Seriguela e sucupira pela agricultura

Genes de plantas do cerrado e do semiárido podem contribuir para o melhoramento de cultivares 

NOÊMIA LOPES e RICARDO ZORZETTO | Edição 220 - Junho de 2014
© FABIO COLOMBINI
Tolerância elevada: flor de pequizeiro, árvore nativa do cerrado, adaptada ao calor e à seca
Tolerância elevada: flor de pequizeiro, árvore nativa do cerrado, adaptada ao calor e à seca

A seriguela e o umbuzeiro, árvores comuns no semiárido nordestino, e a sucupira-preta, do cerrado, integram um grupo de plantas brasileiras que podem ajudar a agricultura a enfrentar duas das consequências das mudanças climáticas: o aumento da temperatura e a escassez de água em certas regiões. É que essas três espécies apresentam grande capacidade adaptativa por serem tolerantes ao calor e à seca.
A identificação e o isolamento dos genes que conferem resistência a essas plantas podem ajudar a tornar culturas agrícolas como a soja, o milho, o arroz e o feijão mais tolerantes aos extremos climáticos, afirmou o engenheiro agrícola Eduardo Assad, do Centro Nacional de Pesquisa Tecnológica em Informática para a Agricultura (CNPTIA) da Embrapa, em palestra apresentada no quarto encontro do Ciclo de Conferências 2014 do programa Biota-FAPESP Educação, realizado em 22 de maio em São Paulo.

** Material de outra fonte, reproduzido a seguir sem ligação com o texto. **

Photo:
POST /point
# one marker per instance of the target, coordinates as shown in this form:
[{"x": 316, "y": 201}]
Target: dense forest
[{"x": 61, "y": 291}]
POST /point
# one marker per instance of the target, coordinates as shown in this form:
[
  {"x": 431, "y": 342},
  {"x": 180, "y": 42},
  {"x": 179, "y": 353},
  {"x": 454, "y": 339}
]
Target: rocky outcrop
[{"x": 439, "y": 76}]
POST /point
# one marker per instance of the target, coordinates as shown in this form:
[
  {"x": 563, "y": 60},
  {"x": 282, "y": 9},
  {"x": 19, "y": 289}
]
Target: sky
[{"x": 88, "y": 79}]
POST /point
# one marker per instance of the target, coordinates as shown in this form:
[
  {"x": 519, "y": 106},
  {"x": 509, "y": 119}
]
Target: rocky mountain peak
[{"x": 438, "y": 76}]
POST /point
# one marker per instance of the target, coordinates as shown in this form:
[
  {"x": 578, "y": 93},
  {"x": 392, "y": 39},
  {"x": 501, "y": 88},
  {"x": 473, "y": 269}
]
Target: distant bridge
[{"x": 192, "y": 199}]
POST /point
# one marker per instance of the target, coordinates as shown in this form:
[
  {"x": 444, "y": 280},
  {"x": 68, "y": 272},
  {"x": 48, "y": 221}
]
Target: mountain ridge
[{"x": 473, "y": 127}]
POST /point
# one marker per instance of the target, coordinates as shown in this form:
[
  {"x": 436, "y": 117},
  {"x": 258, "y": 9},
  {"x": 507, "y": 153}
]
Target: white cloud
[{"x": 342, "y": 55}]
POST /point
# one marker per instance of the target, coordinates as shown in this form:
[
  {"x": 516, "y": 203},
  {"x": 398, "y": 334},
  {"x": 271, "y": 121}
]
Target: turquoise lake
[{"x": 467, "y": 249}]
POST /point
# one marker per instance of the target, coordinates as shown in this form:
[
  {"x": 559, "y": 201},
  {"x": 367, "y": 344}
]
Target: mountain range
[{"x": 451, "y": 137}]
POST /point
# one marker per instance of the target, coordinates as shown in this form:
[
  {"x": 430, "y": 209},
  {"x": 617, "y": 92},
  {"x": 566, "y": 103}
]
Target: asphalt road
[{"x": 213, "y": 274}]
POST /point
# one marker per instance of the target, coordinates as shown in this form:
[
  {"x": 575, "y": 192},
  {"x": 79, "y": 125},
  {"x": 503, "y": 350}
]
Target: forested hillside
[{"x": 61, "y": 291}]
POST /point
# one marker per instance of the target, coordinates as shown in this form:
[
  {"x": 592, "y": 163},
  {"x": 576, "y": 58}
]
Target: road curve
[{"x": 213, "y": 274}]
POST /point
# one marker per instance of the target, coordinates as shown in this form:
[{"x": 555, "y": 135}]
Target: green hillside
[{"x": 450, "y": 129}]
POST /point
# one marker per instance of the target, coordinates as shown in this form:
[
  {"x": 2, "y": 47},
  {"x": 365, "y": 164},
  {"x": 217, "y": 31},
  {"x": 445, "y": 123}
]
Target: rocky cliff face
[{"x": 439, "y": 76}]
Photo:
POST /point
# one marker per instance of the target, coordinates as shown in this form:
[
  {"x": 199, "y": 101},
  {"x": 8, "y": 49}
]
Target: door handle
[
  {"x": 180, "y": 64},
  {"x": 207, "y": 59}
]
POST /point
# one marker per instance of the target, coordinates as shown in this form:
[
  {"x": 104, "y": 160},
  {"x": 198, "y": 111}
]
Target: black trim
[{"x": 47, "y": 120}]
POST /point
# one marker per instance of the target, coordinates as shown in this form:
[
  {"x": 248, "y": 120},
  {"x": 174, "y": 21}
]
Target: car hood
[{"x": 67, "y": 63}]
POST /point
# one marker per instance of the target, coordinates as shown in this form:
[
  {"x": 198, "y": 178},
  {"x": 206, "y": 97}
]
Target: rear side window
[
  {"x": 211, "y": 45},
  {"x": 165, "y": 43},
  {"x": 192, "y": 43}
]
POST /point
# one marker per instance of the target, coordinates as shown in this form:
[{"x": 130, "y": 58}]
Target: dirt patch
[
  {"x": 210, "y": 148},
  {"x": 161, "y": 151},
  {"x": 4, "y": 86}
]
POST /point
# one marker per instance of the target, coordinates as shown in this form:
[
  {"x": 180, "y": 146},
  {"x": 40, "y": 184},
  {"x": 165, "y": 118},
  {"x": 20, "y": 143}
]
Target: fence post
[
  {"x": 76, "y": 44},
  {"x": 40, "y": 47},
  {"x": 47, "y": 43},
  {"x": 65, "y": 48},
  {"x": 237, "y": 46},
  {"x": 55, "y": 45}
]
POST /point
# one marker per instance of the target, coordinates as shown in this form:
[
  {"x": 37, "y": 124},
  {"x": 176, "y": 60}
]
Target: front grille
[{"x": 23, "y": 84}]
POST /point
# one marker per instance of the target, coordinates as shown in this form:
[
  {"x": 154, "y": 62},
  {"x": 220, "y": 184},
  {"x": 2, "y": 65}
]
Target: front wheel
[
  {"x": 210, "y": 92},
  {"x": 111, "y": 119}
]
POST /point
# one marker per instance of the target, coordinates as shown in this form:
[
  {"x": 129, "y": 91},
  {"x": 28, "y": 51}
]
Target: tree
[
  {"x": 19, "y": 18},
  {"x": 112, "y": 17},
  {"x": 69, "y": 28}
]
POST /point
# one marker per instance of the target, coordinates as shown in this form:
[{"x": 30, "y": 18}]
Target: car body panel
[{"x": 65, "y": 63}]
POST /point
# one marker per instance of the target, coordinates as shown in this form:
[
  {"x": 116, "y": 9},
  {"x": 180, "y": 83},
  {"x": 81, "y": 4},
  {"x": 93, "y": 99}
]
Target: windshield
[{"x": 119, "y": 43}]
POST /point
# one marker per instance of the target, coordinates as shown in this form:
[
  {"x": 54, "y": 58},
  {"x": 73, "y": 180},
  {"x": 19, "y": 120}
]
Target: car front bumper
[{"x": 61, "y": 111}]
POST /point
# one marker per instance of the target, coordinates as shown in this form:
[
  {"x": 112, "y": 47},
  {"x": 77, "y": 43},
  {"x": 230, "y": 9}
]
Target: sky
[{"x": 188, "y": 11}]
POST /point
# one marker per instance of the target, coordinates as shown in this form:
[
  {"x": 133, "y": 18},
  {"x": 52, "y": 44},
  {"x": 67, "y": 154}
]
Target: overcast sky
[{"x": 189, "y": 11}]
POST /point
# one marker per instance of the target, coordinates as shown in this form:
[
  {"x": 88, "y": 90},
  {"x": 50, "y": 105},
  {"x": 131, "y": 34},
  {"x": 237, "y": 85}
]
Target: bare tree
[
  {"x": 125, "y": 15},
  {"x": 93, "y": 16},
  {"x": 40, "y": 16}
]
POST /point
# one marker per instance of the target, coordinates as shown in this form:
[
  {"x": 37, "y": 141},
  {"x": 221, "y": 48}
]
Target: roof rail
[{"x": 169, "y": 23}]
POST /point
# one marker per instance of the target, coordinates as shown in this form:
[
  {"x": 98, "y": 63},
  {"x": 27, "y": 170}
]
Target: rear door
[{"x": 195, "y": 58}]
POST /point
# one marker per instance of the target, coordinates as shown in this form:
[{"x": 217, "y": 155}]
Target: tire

“O cerrado já foi muito mais quente e seco do que hoje e árvores como pau-terra, pequi e faveiro, além da sucupira-preta, sobreviveram”, disse Assad. “Precisamos estudar o genoma dessas espécies para identificar e isolar os genes que as tornam tão adaptáveis.” Uma vez feito isso, o passo seguinte é tentar inseri-los em plantas como a soja ou o milho para aumentar a tolerância à falta de água e ao calor. “Não é fácil, mas precisamos começar”, afirmou.
© EDUARDO CESAR
Eduardo Assad, Leonardo Meireles e Alexandre Colombo: necessidade de adaptação
Eduardo Assad, Leonardo Meireles e Alexandre

Colombo: necessidade de adaptação

O Brasil abriga, segundo Assad, a maior variedade conhecida de plantas resistentes ao calor e à seca. E aumentar a capacidade de suportar escassez de água e temperaturas elevadas é um dos grandes desafios da agricultura nacional. Afinal, as simulações de cenários futuros feitas pela Embrapa indicam que a produtividade de culturas como milho, soja e arroz deve cair ainda mais nas próximas décadas em consequência das alterações no clima do planeta. “Esses cenários valem para as variedades genéticas atuais”, explicou Assad. “Uma das soluções é buscar genes alternativos para trabalhar com melhoramento [dessas culturas].”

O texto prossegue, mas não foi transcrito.